Related Search Generation: Three-Tier Semantic Matching

This article explains how we generate related search links for every page on the site using a three-tier strategy that balances semantic relevance, traffic distribution, and query diversity.

The Problem: Relevant Navigation Links

Every page needs related search links to help users discover more content. But which queries should we show?

The challenge is balancing multiple goals:

Relevance: Links should be semantically related to the current page
Traffic distribution: High-traffic queries should appear on high-traffic pages
Query diversity: Each query should appear on multiple pages (10+ times)
URL uniqueness: Don't link to the same destination twice
Coverage: Every page should have 8 quality links

A naive approach (pure semantic similarity) might show the same queries on every page.
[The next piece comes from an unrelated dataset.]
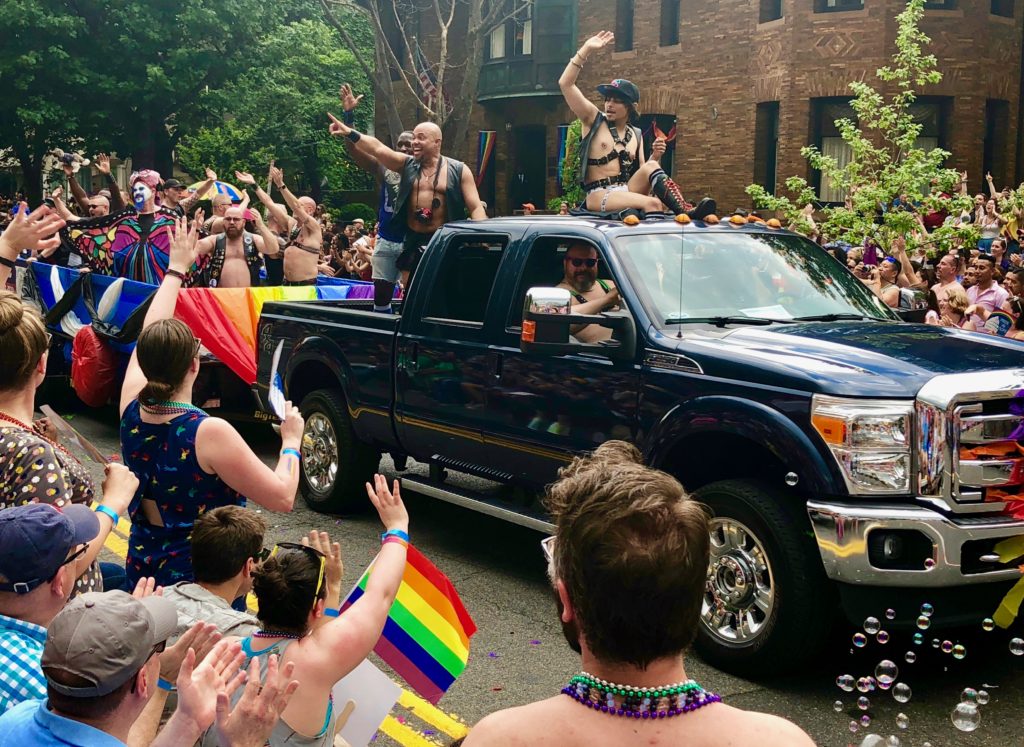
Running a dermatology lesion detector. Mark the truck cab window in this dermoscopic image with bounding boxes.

A better approach uses a three-tier strategy with traffic-aware processing.

Three-Tier Strategy

We generate related searches using three tiers of decreasing relevance:

Tier 1: Related Searches (High Similarity)
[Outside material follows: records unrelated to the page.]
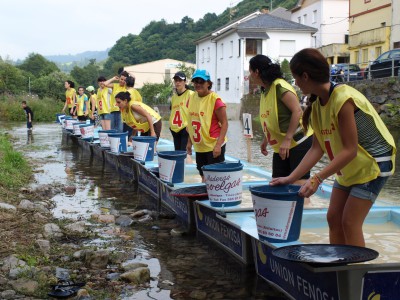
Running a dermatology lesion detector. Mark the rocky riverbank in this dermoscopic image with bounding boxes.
[0,185,181,299]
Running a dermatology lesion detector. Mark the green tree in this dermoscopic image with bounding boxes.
[32,71,74,101]
[70,59,100,87]
[18,53,60,78]
[281,58,293,82]
[0,62,29,95]
[140,79,172,105]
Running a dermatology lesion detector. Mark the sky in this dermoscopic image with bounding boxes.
[0,0,240,60]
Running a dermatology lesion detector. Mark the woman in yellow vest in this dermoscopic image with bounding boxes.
[115,92,162,141]
[61,80,76,116]
[86,85,98,126]
[249,54,312,184]
[270,48,396,246]
[126,75,143,137]
[96,76,112,130]
[105,70,129,132]
[185,70,228,182]
[76,86,89,121]
[169,72,193,150]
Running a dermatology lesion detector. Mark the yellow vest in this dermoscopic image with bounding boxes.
[185,92,227,152]
[121,100,161,132]
[110,83,126,112]
[169,90,194,132]
[88,94,97,115]
[126,88,143,102]
[65,88,76,108]
[76,94,87,116]
[96,87,110,115]
[311,84,396,186]
[260,79,313,153]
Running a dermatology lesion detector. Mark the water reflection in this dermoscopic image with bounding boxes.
[26,130,34,145]
[4,124,286,300]
[3,121,400,299]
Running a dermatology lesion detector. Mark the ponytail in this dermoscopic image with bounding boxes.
[302,94,317,132]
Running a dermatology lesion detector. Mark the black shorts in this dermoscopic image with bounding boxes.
[272,136,312,179]
[170,127,189,151]
[141,119,162,141]
[196,145,225,176]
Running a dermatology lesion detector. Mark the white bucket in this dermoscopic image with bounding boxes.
[80,124,94,139]
[72,122,84,135]
[65,119,77,131]
[98,130,116,148]
[132,140,150,161]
High semantic similarity queries that are directly related to the page content:

Example page: "Treo N100 Mini PC"
Example queries: "n100 mini pc", "mini pc 8gb", "compact desktop n100"

These are the most relevant matches.

Tier 2: Popular Searches (Medium Similarity)

Medium similarity queries that are topically related but less specific:

Example page: "Treo N100 Mini PC"
Example queries: "mini pc", "small computer", "fanless pc"

These are broader queries in the same category.

Tier 3: Trending Searches (Fallback)

Global power queries (highest traffic) used when semantic matches are exhausted:

Example page: Any page
Example queries: "mini pc", "thin client", "industrial pc", "all in one pc"

These are the most popular queries site-wide.

The Algorithm: Traffic-First Processing

Step 1: Collect All Pages

We collect every page on the site:

Products (/p/): From Step 0 source data
Parts (/i/): From Step 0 source data
Articles (/a/): From Step 0 source data
Families (/f/): From Step 0 source data
Categories (/c/): From Step 0 source data
Query pages (/q/): From routing data (Step 7)
Static pages: Home, about, contact, etc.

This typically yields ~64,000 pages.

Step 2: Load Embeddings

We load pre-computed embeddings for:

Pages: Reuse from Step 0 (products, parts, articles) and Step 6 (query pages)
Queries: From Step 3b (all 65K queries)

Reusing embeddings avoids re-embedding unchanged data:

Step 0 reuse: ~5,000 product/part/article embeddings
Step 6 reuse: ~12,500 query page embeddings
New embeddings: ~46,500 remaining pages

Step 3: Load Page Traffic

We query Athena for page views over the last 90 days:

traffic_data = generate_all_pages_traffic_index(lookback_days=90)

This returns a dictionary mapping URLs to view counts:

{
  "/p/Treo-N100-8-256-2H-W6-11P": 5000,
  "/q/mini-pc": 3000,
  "/": 50000
}

Step 4: Sort Pages by Traffic

We process pages in descending traffic order:

sorted_pages = sorted(all_pages, key=lambda p: page_traffic[p['url']], reverse=True)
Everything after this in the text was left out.